De esa insistencia materna parte el impulso filicida que en esta pieza de la novelista y ensayista francesa Chantal Thomas el hijo sublima en púas de cactus y en acciones que combinan martirio e ingenuidad. Sobre este trabajo de Marini y Arias –sin concesiones a la facilidad ni a la moda– hubo un anticipo en 2004, interpretado por la actriz y Jorge Luz en el encuentro teatral Tintas frescas,integrado por obras francesas y latinoamericanas. Ahora la entrega es completa y con una intencionalidad más elaborada. La tragedia de Raimunda es la de una mujer que padece la desgracia sin haber alcanzado a vivir sus sueños ni advertido a tiempo el rencor que despertaba su ingreso a una familia que le iba marcando finales en cada etapa.
Esta progresión revela un fino trabajo de síntesis en el ensamblado de los varios fragmentos de esta anécdota sostenida por audaces fantasías en torno de una relación filial nefasta, que cuenta además con un testigo: la muñeca que para este montaje ha realizado el escultor Daniel Cedrón.
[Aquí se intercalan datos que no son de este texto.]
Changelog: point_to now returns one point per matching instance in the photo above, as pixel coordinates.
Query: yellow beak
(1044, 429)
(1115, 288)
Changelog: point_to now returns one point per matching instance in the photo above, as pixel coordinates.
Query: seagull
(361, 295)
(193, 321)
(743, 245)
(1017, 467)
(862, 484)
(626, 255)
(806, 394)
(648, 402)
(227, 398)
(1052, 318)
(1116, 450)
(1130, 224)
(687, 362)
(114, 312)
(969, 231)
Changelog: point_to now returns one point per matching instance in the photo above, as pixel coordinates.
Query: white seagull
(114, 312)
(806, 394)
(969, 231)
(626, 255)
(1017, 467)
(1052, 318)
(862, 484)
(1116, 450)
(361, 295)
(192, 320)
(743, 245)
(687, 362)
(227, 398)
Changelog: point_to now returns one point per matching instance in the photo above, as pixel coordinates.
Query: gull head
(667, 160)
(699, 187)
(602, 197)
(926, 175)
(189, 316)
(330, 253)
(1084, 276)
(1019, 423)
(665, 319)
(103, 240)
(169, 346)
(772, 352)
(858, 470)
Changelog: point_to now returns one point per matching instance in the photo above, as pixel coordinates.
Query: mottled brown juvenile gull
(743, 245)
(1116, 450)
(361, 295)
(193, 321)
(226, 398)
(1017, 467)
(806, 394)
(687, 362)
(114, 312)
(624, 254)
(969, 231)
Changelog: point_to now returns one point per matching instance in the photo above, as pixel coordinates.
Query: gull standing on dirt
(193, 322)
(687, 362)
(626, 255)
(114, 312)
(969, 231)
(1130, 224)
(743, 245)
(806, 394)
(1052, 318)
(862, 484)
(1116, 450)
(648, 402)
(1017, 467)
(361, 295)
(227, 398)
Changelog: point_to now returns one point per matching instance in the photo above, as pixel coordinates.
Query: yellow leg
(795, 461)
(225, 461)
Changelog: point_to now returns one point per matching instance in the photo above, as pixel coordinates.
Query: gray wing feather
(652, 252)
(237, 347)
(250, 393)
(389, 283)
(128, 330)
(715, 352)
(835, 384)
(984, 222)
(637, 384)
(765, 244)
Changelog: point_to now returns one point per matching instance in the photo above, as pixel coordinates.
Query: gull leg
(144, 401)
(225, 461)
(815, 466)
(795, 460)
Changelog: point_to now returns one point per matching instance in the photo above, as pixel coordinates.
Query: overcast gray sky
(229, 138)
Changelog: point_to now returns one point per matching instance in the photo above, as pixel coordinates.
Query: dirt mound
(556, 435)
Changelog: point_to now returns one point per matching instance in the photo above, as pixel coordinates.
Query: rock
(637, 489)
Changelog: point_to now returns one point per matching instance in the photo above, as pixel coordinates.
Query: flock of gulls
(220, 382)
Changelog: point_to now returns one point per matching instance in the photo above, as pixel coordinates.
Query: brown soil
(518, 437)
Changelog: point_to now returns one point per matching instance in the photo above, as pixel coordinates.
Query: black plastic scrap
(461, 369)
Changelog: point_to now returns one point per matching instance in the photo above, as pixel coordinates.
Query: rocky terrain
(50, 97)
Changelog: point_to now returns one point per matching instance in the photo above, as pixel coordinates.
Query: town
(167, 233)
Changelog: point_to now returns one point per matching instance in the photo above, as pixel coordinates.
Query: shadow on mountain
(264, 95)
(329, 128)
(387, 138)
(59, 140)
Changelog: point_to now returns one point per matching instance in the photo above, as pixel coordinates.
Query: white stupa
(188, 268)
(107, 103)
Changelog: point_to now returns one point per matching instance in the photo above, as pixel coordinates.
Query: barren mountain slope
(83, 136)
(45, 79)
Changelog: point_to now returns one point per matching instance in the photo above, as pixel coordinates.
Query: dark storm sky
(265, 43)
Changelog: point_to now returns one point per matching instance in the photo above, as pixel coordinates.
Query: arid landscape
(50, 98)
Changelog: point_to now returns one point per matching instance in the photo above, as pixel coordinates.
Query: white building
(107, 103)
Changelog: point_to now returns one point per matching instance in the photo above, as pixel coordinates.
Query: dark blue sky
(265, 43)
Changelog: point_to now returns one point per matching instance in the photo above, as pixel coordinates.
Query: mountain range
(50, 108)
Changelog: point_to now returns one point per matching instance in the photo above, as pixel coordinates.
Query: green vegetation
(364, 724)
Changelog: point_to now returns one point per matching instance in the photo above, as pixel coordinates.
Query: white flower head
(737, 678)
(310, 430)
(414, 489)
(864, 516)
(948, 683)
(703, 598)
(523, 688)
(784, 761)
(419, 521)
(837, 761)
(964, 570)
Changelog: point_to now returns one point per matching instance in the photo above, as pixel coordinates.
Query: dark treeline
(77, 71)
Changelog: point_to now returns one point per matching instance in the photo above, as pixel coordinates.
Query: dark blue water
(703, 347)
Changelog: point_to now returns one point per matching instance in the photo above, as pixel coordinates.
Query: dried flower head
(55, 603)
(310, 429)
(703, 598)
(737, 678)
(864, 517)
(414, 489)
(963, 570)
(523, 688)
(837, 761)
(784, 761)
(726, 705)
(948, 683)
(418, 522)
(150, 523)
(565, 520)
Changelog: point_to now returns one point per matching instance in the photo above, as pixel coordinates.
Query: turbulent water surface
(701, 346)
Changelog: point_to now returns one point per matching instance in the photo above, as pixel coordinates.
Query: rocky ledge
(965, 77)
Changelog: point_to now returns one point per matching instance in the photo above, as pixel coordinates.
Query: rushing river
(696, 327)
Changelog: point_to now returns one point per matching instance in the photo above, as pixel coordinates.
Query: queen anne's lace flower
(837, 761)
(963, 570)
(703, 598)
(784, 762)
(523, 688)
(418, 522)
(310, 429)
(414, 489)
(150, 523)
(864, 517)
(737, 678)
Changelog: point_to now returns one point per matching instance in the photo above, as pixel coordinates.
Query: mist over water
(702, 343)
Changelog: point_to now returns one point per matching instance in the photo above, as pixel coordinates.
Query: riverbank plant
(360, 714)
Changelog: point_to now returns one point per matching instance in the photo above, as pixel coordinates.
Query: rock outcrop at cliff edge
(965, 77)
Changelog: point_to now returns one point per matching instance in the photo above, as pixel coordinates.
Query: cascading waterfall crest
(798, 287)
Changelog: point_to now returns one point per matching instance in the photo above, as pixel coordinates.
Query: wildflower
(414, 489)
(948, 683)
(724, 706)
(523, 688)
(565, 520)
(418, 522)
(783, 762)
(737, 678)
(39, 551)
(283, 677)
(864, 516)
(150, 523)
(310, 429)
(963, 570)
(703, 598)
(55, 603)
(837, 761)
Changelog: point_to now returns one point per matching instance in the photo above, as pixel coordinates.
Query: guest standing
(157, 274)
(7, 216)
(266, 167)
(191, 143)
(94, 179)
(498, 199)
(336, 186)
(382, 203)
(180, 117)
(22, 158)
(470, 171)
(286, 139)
La nariz de Raimunda y el maquillaje de Patrick refuerzan la intención lúdica de una puesta afín a la bufonada y el humor negro; el grotesco (europeo) y las “soluciones imaginarias”, un poco al estilo de la patafísica del francés Alfred Jarry, el célebre creador de Ubú Rey (1896). La compleja convivencia de los personajes (en realidad, una lucha sin cuartel apenas disimulada) se desarrolla en ámbitos bien diferenciados, cuya atmósfera es descripta por los mismos intérpretes. Así, un comienzo posible de esta historia de tres (aunque incluye otros dos personajes corporizados por Arias) transcurre en un bar, un día de calor intenso. La jornada es decisiva para la mujer que allí atiende (Raimunda) y que harta de su soledad se dispone a conquistar al primer hombre que ingrese al local. El bienvenido es Patrick, individuo de carácter pusilánime abrumado por el calor de un verano implacable. Lleva un turbante mojado y enroscado hacia lo alto al estilo del peinado de Marge Simpson. El bar le ofrece aire acondicionado, de modo que el varón se pega al taburete y charla: “Mamá formó mi carácter minuto a minuto”, cuenta, admitiendo que en su educación el amor hacia otra mujer que no fuera la madre no debía existir. Pero Raimunda ha estudiado psicología y literatura; escribe una tesis sobre la evolución de la mujer en el mundo de los ferrocarriles y no se da por vencida.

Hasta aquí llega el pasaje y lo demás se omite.